Metadata key
Complete and processed data files are available at this Box site.
The code to create the website is available at our static site repo
The code for the high volume API queries and creating all of our data visualizations is available at this Github Repo
Geocoding refers to the process through which geographers (or GIS systems) transform language referring to a place into mappable geographic coordinates. GIS systems can often automatically geocode information like addresses, city names, or country names. However, they are incapable of resolving less standardized place references to geographic coordinates. In that case, a human must geocode them.
For the Scanning Labor project, we geocoded the metadata field, “scanningcenter” in the downloaded Open Library records. Of the 3 million records we scraped from the Open Library API, only 2.5 million had any information in the “scanningcenter” field. Workers created these 500,000 records mostly from 2001 to 2008 under the purview of the Google Books project. Google, unlike IA, required employees to sign NDAs to not reveal the scanning center location. As such, we cannot geocode the centers at which workers scanned these 500,000 books based on the records we have. This geographic opacity is strategic on Google’s part.
The other 2.5 million records contain 93 unique values in the “scanningcenter” field.
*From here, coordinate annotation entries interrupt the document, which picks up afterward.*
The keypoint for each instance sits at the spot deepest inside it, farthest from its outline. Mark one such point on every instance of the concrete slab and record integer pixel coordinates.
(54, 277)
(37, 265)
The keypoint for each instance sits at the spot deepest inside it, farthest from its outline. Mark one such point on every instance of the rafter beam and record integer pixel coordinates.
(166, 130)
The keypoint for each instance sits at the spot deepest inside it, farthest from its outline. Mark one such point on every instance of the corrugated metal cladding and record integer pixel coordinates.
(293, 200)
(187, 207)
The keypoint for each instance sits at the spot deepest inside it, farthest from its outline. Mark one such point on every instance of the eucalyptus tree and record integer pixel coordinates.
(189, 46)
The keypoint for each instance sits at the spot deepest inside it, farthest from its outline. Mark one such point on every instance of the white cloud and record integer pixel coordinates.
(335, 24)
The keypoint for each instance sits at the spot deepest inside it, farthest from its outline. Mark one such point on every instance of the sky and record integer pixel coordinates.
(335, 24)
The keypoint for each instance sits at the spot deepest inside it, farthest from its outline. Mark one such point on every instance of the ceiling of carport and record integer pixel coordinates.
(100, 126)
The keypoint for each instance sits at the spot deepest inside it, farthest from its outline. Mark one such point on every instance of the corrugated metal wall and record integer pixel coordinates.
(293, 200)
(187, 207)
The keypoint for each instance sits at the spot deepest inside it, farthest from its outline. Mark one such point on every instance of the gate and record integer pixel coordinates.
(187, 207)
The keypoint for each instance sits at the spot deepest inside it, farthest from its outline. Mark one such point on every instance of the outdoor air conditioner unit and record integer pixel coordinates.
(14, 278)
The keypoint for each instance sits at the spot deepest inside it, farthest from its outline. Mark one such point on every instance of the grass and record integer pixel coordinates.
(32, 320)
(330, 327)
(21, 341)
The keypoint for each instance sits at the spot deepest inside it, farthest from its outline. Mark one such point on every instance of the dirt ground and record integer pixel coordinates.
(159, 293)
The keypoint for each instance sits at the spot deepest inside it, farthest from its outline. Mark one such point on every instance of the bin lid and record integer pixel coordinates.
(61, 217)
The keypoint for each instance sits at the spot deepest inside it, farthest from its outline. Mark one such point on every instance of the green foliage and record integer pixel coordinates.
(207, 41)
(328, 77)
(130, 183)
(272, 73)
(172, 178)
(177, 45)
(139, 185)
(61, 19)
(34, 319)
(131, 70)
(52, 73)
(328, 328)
We attempted to geocode these through the following method:
KeplerGL is an open source mapping platform run on Uber’s mapping API. We decided to use it in lieu of Esri's ArcGIS because it is open source and allows for easy export to HTML. We uploaded the csv file containing the number of scans per center per month to Kepler’s online user interface. From there, we made the radius of each point correspond to the number of scans, “count.” Next, we made the color of the point dependent on how certain we were that we had geocoded the location properly. Finally, we added a time filter to create the animation.
The python script with which we created the csv file, the csv file, along with the map as a json file are all available on our GitHub.
Initially, our goal for this project was to include oral histories of scan operators at each of the scanning centers. To do so, we developed a series of questions found here: DH-IA-oral history questions and planned to conduct one-hour oral interviews to capture the day-to-day experience of scanning for IA.
We scraped over 500 emails from the metadata and reached out individually to 25 of those people. Unfortunately, we had trouble connecting with any of them - almost all of the emails bounced back. This highlights the high turnover rate of scanners at IA that contributes to the invisibility of these workers. We did receive one reply from a scan operator: “Thank you for considering me for this project. Unfortunately I don't feel I would be a good fit at this time. Please contact Chris Freeland at chrisfreeland@archive.org. Chris is our PR representative. I'm sure they will be able to help you.” We reached out to Chris Freeland at Internet Archive but did not receive a reply.
Pivoting our approach, we created a google survey to send out oral history questions via email. We felt a google survey would lead to more responses as it takes less time from interviewees and is completely anonymous. We wanted to be cognizant of the extra time and unpaid labor we would be asking of these workers, so the survey is only 13 questions and none of them are required. We were able to send this survey to all 500 of the email addresses that were in the metadata, so we had a broader reach and higher likelihood of connecting with workers who were interested and emails were still active. We created a Google forms survey. So far we’ve only received three responses and many bounced back emails.
Beyond gathering stories and anecdotes through oral history and survey, we also sought out pre-existing worker narratives on glassdoor. From our experience, it seems crucial to approach oral history more intentionally and slowly, to be realisitic about the commitment to relationship building it entials.
Another aspect of oral history in our project was to meet with several non-scanning staff at the Internet Archive (although two of the people we interviewed had started as scanners). We conducted two hour long interviews to understand the workflow of scanning centers, better understand our findings in the metadata, and get contacts for further interviews.
While IA middle management were initially willing to meet with us and interview them for the project, they refused to go forward with the project after we sent out our survey to IA scanning center workers. After sending the survey, we received this email from an IA staff member: “I'm glad our conversation was helpful for your project. At this point, we have participated as an organization to the extent that we are comfortable. If you have any further inquiries, please direct them to me.”